Tell me a story.
A seven point orange cat named Harley often stared a hundred pound black dog down and then calmly washed her small white paws while the dog backed away. When she died, we put a lion on her grave.
Once upon a time, there was once a man named Ash. He was very tall and kind of chubby. He liked to catch butterflies. One day, we went out to lunch. The end.
Sometimes, I dream about cheese.
A man had 3 sons, 1 joined the marines, and 2 the navy, all about 2 years apart, then 9/11 happened, they went to the dessert, 1 came home with PTSD, 1 came home ok, the 3rd came home with honors... And I am proud of all of them...
That's so awesome :) thanks to them for their service!
I'm thinking up all these stories right now, most of them are awkward moments of my life, but they all need too much background info!
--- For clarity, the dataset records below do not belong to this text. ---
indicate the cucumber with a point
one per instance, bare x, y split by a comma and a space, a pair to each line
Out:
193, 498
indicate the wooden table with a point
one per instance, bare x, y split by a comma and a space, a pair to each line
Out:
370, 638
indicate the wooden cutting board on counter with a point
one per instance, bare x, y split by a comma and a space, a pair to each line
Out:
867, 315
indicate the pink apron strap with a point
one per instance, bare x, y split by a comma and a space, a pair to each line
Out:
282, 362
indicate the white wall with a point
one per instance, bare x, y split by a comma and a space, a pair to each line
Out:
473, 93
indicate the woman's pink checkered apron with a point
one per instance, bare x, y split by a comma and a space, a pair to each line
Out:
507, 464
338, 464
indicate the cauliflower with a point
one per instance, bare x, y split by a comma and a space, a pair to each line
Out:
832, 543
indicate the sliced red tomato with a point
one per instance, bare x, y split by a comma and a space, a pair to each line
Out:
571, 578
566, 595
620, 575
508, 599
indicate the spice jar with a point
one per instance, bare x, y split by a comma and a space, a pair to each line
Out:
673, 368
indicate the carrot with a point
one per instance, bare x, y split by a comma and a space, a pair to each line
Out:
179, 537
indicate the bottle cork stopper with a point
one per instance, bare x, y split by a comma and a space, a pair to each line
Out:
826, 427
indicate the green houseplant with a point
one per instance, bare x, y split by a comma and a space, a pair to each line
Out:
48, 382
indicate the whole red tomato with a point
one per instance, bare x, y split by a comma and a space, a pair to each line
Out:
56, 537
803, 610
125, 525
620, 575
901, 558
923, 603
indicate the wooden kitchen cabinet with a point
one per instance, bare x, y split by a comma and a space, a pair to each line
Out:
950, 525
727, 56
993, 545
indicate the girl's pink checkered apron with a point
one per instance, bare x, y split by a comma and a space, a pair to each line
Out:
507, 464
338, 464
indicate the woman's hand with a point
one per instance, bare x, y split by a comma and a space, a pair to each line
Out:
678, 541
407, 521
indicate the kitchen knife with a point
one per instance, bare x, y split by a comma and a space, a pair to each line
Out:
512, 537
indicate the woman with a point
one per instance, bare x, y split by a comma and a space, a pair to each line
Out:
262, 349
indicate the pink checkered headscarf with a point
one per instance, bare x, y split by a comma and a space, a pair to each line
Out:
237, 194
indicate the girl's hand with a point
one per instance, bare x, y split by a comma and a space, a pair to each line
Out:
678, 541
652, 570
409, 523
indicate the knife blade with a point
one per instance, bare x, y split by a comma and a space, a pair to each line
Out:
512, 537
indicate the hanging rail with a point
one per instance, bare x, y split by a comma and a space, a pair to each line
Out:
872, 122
I'll keep thinking :)
Start telling! ;D
You could always use names, too. ;P
Haha there are wayyyy too many stories! And I guess a lot of them are situational too. I seriously need to write a book or something...haha I have interesting friends :)
You could always just type them up, and I could make a book out of them. :D Just kidding. You could write an autobiography entitled: Days in the Life of _____.
Haha we can combine my awkward life experiences with your writing talent! Days in the life of rlands...that has a nice ring to it :)
-____- Well, I tried. ;D
A farmer went to the state one year and saw all the huge pigs on exhibit and said to himself if only I could get a pig that big I would be famous. He went home and fed his biggest pig as much food as he could but the pig wouldn't gain enough weight.
So the farmer thought and thought and said well if he doesn't poop he will gain weight faster. So he decides I will shove a cork up the pigs butt and he will gain tons of weight. So the farmer corks the pigs butt and before too long the pig is huge.
Just in time for the state fair so the farmer takes his pig and he wins every medal and gets on the cover of magazines. Soon he is touring the country making huge amounts of money off this pig. After awhile the pig starts to seem sick and will not
Eat so the farmer takes the pig to the vet and the vet says you must remove that cork but I won't do it here because of the mess it will make. So the farmer thinks and thinks about how he can get this cork out without getting messy. He sits at a park
Thinking one day. He sees a monkey and an organ grinder. He says man if I train that money to get the cork out that would work. So the farmer buys a monkey and begins to train him day after day on how to get this cork out. He spends all his money on
Training this monkey but he feels bad for the pig and knows it has too be done. The big day comes and the monkey approaches the pig and pulls the cork out. At first nothing happens but then tons of crap begin communing out. So much crap it floods the
Farmers property engulfing his house. his farm, the pig, his family, and the monkey. The news crews arrive to see him the sole survivor laughing hysterically. The ask him you just lost everything and you are destitute. What is so funny?
Y'all should have seen that monkey trying to put that cork back in the pigs butt.
See, I would, but you don't know me all that well yet, hehe. I wouldn't want to scare you. ;P
Once upon a time, there was a lady who didn't have to work in the morning. She lay in bed playing around on her phone while her husband slept soundly beside her, because he had to work the next day.
One time when I was little I was down by the creek in my backyard with two my friends, Courtney and Haley. We were trying to get across the creek. Haley whispered to me "Let's convince her that thing right there is a rock."
So we did.
Courtney fell in to the creek up to her shoulders in December. She was wearing her new jeans she had just gotten for Christmas.
I cried myself to sleep that night out of guilt.